Last month, Gov. Newsom signed AB 107 allowing active service military spouses to have their out-of-state licenses recognized in California. However, the law has two weaknesses: It only applies to a small group of workers, and it won’t go into effect for nearly two years.
Recognizing licenses for spouses of active service military members is a helpful policy reform. In the case of military families, spouses often lose the ability to practice their profession when the military moves them to a new base, as professional licenses do not transfer across state lines.
The limitation of AB 107 is that eligibility is restricted to active service military spouses. This limitation is in stark contrast to other states that have enacted universal licensing recognition reforms, like bordering Arizona. Military spouses are not the only workers who are hurt by interstate licensing barriers, and limiting eligibility limits the benefits from the reform.
In 2016, the Little Hoover Commission reported that occupational licensing requirements disproportionately affected four groups in California: Former offenders, military spouses, veterans, and foreign-trained workers. AB 107 only reforms the law for active service military spouses, leaving people with criminal records, veterans, and immigrants trained abroad behind.
California also loses out on the potential gains from this reform by delaying the law until 2023. For example, allowing out-of-state licensed professionals to begin practicing in California sooner rather than later would help relieve the ongoing labor shortage and stimulate new business growth.
California is currently the third most restrictive state in the country for occupational licensing, with up to 200,000 jobs lost every year. Licensing restrictions make it harder for people to attain well-paying jobs without years of training and burdensome school debt which research indicates does little to nothing to protect public health and safety. Letting people use the licenses they have already earned when they move to California would cut through such onerous restrictions without compromising consumer safety.

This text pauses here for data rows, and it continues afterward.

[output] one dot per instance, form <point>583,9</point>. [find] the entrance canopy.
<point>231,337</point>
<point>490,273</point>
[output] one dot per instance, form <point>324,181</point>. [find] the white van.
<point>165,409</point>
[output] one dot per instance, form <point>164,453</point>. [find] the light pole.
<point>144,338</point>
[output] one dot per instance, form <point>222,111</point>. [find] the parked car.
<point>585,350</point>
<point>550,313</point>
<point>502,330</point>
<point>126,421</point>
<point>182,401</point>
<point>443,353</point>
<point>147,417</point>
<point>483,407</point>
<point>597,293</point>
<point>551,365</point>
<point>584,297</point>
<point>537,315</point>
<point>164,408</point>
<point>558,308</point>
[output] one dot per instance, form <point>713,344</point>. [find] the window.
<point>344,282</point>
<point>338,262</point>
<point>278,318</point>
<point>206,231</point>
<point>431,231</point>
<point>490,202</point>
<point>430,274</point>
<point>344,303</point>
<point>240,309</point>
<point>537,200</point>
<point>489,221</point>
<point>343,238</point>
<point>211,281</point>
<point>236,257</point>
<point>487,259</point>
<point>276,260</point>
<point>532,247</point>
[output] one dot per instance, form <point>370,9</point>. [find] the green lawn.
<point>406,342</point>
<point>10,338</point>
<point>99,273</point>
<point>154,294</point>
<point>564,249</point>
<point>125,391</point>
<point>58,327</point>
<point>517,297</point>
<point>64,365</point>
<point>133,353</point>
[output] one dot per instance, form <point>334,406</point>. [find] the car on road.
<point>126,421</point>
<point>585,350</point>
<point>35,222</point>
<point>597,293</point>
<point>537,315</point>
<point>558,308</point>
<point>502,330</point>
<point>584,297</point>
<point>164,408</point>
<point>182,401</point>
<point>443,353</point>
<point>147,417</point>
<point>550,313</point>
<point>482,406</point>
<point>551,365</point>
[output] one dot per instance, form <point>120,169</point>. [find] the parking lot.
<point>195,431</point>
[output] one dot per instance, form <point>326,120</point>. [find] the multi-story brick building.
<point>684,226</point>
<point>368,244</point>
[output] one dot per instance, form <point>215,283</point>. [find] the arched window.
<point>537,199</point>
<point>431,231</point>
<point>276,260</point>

California has been making some progress reforming its licensing laws, a recent reduction in training requirements for barbers and cosmetologists is an important example. With barbers and cosmetologists licensed in every state, individuals who have already completed comparable licensing requirements should be eligible to use their licenses here, regardless of whether they are married to members of the military.
To date, 17 states have passed some form of universal licensing recognition, with more state legislation pending. Licensing barriers between states hurts worker mobility, and universal recognition overcomes some of these hurdles. With more states recognizing out-of-state licenses, California should avoid half-measure licensure reforms that make it harder for us to attract workers in an increasingly competitive labor market.
California’s licensing reciprocity reform is a patchwork solution to a systemic problem. Although spouses of the military are particularly vulnerable to losing their jobs when the military moves their families across states, they are far from the only workers who face such restrictions. Delaying the reform until July 2023 also delays the benefits we might see from it.
California should seize the moment to advance economic opportunity for everyone with licensing reform for all workers, and the sooner the better.
Darwyyn Deyo is a visiting scholar and Edward Timmons is director of the Knee Center for the Study of Occupational Regulation at West Virginia University. Deyo is also an assistant professor of economics at San Jose State University. Timmons is also a senior research fellow with the Archbridge Institute.